Rosso, esile, perdutamente timido e ancora inconsapevolmente gay, la musica prima e la radio poi, si posero a gamba tesa in quella crescita tumultuosa fatta di tante ombre. Vincere o morire!
Quegli afosi primi pomeriggi radiofonici estivi in collina dentro quattro pareti, un tavolo, due giradischi e un mixer, mi facevano sentire sul palco del mondo. Sudavo emozionato che qualcuno ascoltasse la mia voce prestando attenzione alle mie parole.
Imparai velocemente a capire che quel mezzo azzerava la fisicità valorizzando capacità, passione e competenza. Le poche ore diventarono mezze giornate e poi mesi, anni dedicati a selezionare musica, inventare programmi, stimolare il mezzo per una costruttiva integrazione sociale col territorio.
Chi ascoltava divenne il mio punto di riferimento. Ovunque nel mondo non ho mai perso l’abitudine di sintonizzarmi. Devo tutto alla radio.

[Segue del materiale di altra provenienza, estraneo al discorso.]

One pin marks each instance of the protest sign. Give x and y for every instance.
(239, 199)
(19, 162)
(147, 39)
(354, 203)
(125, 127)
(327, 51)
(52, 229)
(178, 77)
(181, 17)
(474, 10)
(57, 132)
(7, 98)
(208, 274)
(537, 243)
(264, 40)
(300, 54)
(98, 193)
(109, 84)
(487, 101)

Quando devo prendere la parola di fronte a personaggi importanti, situazioni difficili, affollate conferenze o semplici aule scolastiche, i pochi minuti che precedono l’inizio, raccordano nel tempo a quell’”on air” che la regia segnalava al di la del vetro; da quel momento la maledetta timidezza lasciava spazio al protagonista vincente.
Dietro ore e ore del fare radio, cresce l’arte dell’improvvisazione, della capacità di sostenere spregiudicatamente una conversazione incolore, di colmare silenzi imbarazzanti o catalizzare l’attenzione per proporre qualcosa di utile.
La radio unisce dove la televisione divide, libera dove la televisione impedisce, penetra con musica e parole rendendo meno ruvida la solitudine o sollecita l’allegria di gruppo.
La radio spoglia di ideologie, fedi religiose o diversità varie, lavorandoci, tutti pensano ad una cosa in comune: la musica e gli ascoltatori.
Passano gli anni e ancora in mezzo a molti, distinguo sempre qualcuno che ha fatto o fa radio, il suo modo di parlare è trascinante, cattura l’attenzione e coinvolge.
Non smetto mai di ringraziare amici e colleghi che nel tempo mi hanno insegnato il mestiere, come qualche anno fa, dove la tecnologia impadronendosi delle procedure, ha radicalmente cambiato il modo di gestire un programma e un giovane talento di RCI Radio, l’amico Davide Munari, armato di pazienza e generosità mi ha nuovamente formato permettendomi così di tornare a trasmettere e divertirmi.
Questa è la radio, queste sono le persone che vivono attraverso di lei. Per tutto ciò non sento il trascorrere del tempo perché in fondo, resto perennemente connesso con la vita.